In the 1960s, the city of Ventura, California converted a cemetery containing the graves of more than 3,000 local pioneers, Chumash Indians, and veterans, into a park. Gravestones were dumped in a canyon and along a river, and the few family members who knew of the move were able to re-inter their loved ones to a nearby cemetery.
Graves desecrated included those of several Civil War veterans, including Private James Sumner, who, in 1870, was awarded the Medal of Honor, the highest award given to members of the military by the U.S. Government "for conspicuous gallantry." Today the remains of 3,000 local citizens are below the grass of the "Cemetery Memorial Park."
Although not designated as a dog park, Cemetery Memorial Park is utilized by local residents as a place where dogs run freely, as well as a park. A link to an article about the history of the park can be found at http://venturacounty.tribe.net/thread/026eebe5-29ca-4a11-a665-2964e61d8272
Today, retired Marine Sgt. Craig "Gunny" Donor has made it his mission to try to move the remains of Private Sumner to a national cemetery, more appropriate for the resting place of one who was awarded the Medal of Honor for his military service to the country. On October 18, the City Council of Ventura refused to allow Sgt. Donor to disinter Private Sumner's remains and arrange a proper burial.
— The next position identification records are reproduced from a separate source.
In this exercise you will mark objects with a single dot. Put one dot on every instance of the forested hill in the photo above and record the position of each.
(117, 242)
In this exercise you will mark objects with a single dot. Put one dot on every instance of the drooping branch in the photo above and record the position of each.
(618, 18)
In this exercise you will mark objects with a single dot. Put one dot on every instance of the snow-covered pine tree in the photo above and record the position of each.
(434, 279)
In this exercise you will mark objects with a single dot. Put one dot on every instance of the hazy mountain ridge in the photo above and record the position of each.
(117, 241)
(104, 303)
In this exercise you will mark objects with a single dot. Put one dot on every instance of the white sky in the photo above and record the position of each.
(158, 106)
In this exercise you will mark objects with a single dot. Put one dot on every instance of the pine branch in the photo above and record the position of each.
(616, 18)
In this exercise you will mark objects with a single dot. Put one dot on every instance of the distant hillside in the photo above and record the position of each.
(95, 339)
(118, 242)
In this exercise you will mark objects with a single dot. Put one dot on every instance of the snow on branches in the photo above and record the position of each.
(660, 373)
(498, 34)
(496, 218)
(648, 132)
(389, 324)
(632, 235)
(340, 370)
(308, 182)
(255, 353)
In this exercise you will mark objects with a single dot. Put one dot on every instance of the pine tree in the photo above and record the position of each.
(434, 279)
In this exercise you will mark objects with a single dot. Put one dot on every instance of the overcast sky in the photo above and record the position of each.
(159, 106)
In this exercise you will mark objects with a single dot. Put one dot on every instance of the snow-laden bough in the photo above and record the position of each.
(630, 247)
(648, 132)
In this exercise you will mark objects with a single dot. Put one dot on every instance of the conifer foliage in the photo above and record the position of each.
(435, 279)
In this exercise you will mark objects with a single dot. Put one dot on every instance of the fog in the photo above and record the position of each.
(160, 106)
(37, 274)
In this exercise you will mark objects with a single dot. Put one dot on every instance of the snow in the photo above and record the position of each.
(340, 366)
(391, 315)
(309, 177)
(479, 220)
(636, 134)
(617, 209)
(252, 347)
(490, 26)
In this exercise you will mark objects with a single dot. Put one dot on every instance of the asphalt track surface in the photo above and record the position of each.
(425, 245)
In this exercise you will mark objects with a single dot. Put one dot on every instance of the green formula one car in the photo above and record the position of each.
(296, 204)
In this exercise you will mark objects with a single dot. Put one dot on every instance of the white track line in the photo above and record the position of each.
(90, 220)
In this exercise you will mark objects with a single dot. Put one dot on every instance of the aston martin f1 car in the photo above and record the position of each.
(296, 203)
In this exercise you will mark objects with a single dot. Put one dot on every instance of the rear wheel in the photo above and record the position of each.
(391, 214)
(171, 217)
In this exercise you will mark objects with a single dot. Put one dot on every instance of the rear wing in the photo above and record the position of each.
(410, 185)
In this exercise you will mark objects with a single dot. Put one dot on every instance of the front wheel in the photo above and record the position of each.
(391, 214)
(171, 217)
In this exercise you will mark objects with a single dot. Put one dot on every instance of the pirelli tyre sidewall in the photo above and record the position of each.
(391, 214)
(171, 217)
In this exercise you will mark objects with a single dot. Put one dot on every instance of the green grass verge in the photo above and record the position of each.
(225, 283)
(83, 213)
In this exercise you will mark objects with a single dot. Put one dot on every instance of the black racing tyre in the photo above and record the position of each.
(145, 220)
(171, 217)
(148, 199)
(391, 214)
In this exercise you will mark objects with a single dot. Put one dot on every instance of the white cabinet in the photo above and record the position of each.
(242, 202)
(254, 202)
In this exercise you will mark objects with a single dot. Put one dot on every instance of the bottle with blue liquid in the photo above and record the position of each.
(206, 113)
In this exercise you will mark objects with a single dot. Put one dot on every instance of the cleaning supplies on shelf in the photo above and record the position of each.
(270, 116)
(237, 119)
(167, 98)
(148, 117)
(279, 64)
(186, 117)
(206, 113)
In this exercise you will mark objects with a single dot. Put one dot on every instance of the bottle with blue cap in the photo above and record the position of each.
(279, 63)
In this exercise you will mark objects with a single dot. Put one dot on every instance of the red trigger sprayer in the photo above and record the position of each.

Details may be found at http://www.vcstar.com/news/2010/oct/18/soldiers-remains-will-stay-at-venturas-cemetery/
One of the reasons stated for the denial is that Sgt. Donor is not a descendant of Private Sumner, and therefore ineligible to seek the removal of Private Sumner's remains. Private Sumner was born in England and apparently left no descendants. No one has attempted to locate the soldier's family from England.
Remains of other holders of the Medal of Honor are buried in Arlington National Cemetery and in other cemeteries around the country where they are treated with honor and respect. Not so in Ventura where a Medal of Honor soldier lies in an unmarked grave.
My thanks to Pat Thomas for telling me about this sad story.